Kathryn Boucher contributes to national Student Experience Project
Creating a sense of belonging is an integral part of student retention efforts at universities and colleges across the country. Kathryn L. Boucher, assistant professor of psychology at the University of Indianapolis, is participating in a large collaborative grant through the Raikes Foundation called the Student Experience Project, an initiative designed to address those issues.
Launched in November 2019, the Student Experience Project was created to tackle inequities in college success by transforming the student experience. By focusing on building community and a sense of belonging on campus, the SEP is working to build a future of higher education where all students—particularly students who face barriers entering college—feel supported to persist through academic challenges until graduation day.
Boucher contributed to the College Transition Collaborative, which supports the Student Experience Project.
Q. What type of research are you doing with the College Transition Collaborative?
As a Research Fellow with the College Transition Collaborative, I have spent the last year gaining the perspectives of university partners’ students, faculty, and staff through surveys and focus groups on their campuses.
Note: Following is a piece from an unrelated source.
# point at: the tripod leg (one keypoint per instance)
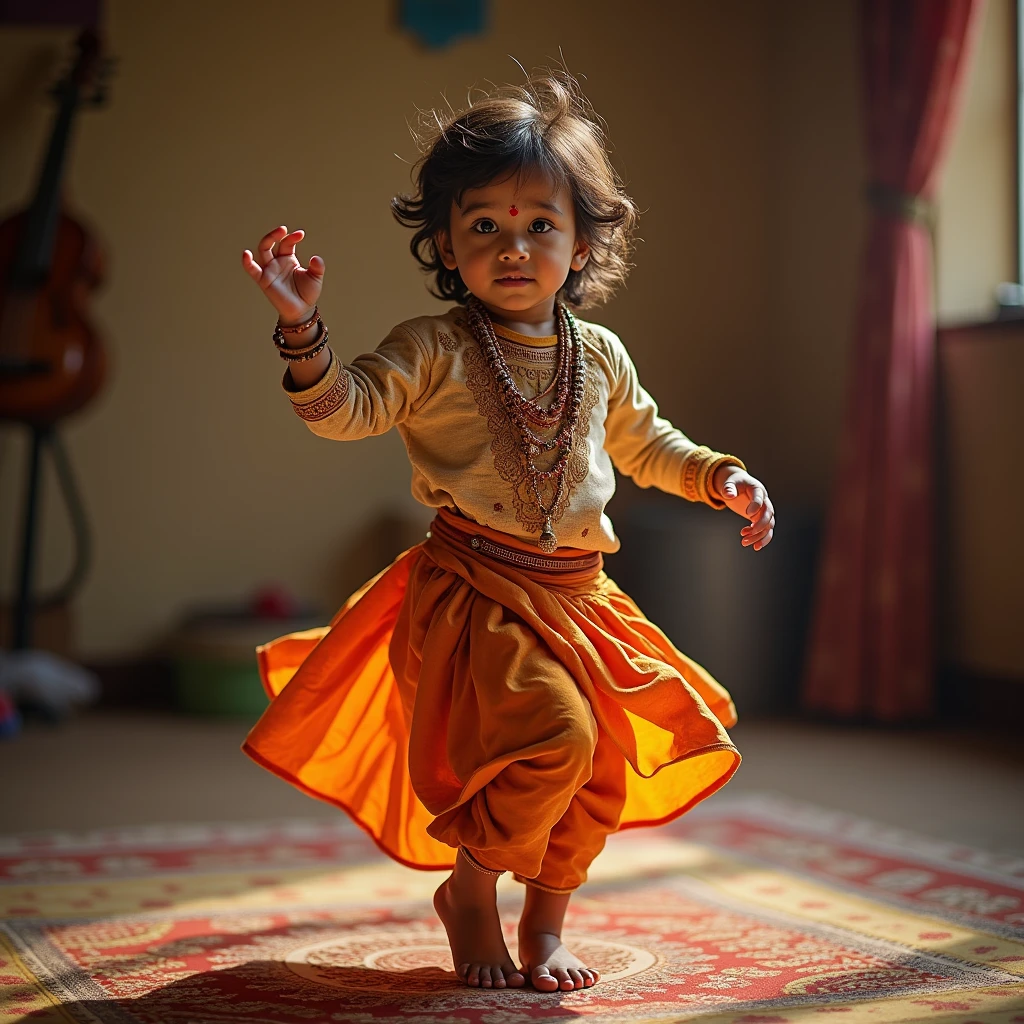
(22, 634)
In the Student Experience Project, we seek to understand what experiences are impactful in students’ early coursework in STEM in order to, in the next year, help participating universities foster an environment where all students, irrespective of background, feel like they belong and can succeed.
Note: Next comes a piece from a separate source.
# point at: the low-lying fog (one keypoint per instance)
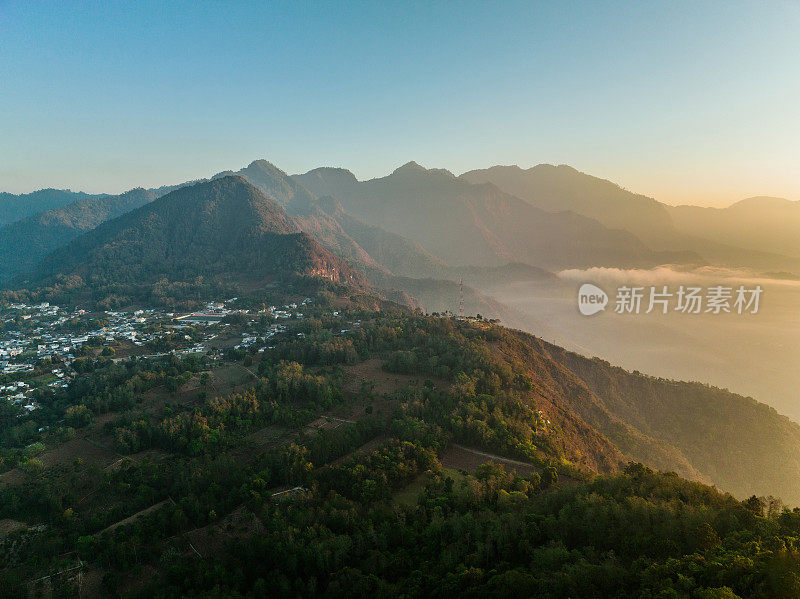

Q. Why is the issue of creating equitable learning environments particularly important right now?
Given that one-third of new college students will not graduate within six years, universities are more focused than ever on student success efforts. Equity gaps in retention and graduation rates occur for first-generation college students, students of color, and students with high financial stress. As the student bodies of college campuses are becoming more diverse, it is particularly important right now to find ways to create equitable learning environments that close equity gaps and increase retention and graduation rates for all students.
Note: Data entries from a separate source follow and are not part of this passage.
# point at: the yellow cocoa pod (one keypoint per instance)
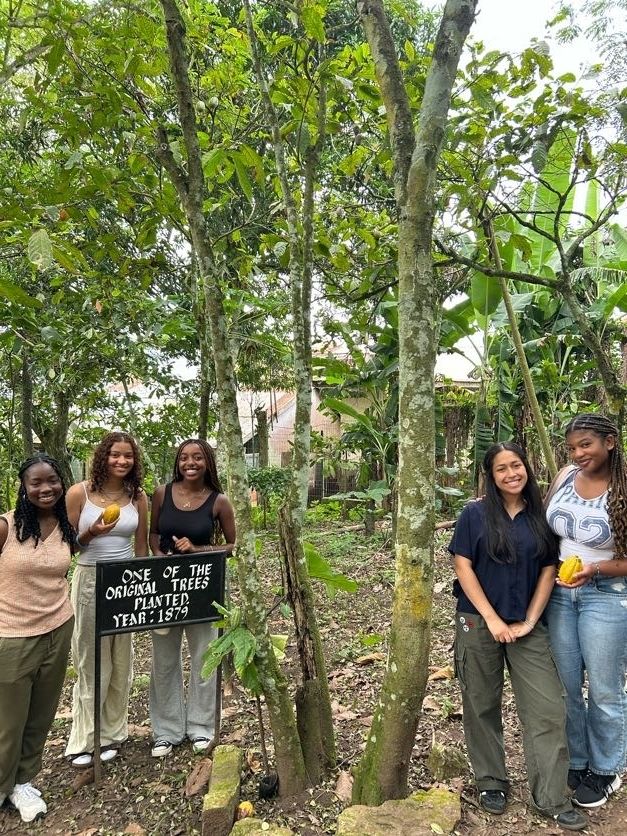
(111, 513)
(570, 567)
(244, 810)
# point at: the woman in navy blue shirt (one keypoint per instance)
(505, 557)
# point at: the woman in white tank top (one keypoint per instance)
(116, 478)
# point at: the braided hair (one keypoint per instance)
(211, 478)
(617, 487)
(99, 470)
(26, 517)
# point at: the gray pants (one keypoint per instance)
(32, 671)
(480, 662)
(173, 718)
(116, 672)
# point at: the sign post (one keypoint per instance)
(148, 592)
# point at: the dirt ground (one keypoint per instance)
(143, 795)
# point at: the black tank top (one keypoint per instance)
(198, 524)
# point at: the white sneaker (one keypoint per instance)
(161, 749)
(84, 759)
(28, 801)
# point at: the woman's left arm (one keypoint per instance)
(223, 513)
(226, 517)
(539, 600)
(141, 535)
(604, 568)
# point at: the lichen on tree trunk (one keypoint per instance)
(383, 770)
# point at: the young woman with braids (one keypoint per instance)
(588, 618)
(187, 513)
(504, 558)
(36, 621)
(116, 476)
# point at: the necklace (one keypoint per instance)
(105, 498)
(192, 496)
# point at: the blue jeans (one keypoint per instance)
(588, 632)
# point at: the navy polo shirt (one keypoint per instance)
(508, 586)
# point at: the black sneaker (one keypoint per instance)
(571, 820)
(493, 801)
(595, 789)
(575, 777)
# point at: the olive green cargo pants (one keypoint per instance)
(480, 662)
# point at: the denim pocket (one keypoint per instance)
(611, 586)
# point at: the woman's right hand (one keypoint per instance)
(99, 527)
(501, 632)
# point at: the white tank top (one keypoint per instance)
(582, 524)
(117, 543)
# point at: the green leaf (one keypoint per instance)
(279, 643)
(13, 293)
(242, 176)
(39, 250)
(322, 571)
(312, 22)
Q. What made you interested in this topic?
A lot of the discussion around retention focuses on the student debt crisis and student preparedness for college coursework. Although these are critical factors that shape student success, my past research and research of my collaborators at the College Transition Collaborative demonstrate that how students experience the campus environment also matters. I am interested in this topic in order to provide university administrators, faculty, and staff with tools to assess their campus climate and transform their messages and supports to signal that they believe in the ability of all students, especially in difficult STEM courses.
Q. What are the potential applications for this research?
As a research-practice partnership, this project will deliver tools that can be scaled and shared across college campuses to help universities better serve all students that they enroll. We seek to meaningfully improve the experiences and performance of students in early STEM courses to reduce equity gaps in grades and graduation rates more broadly.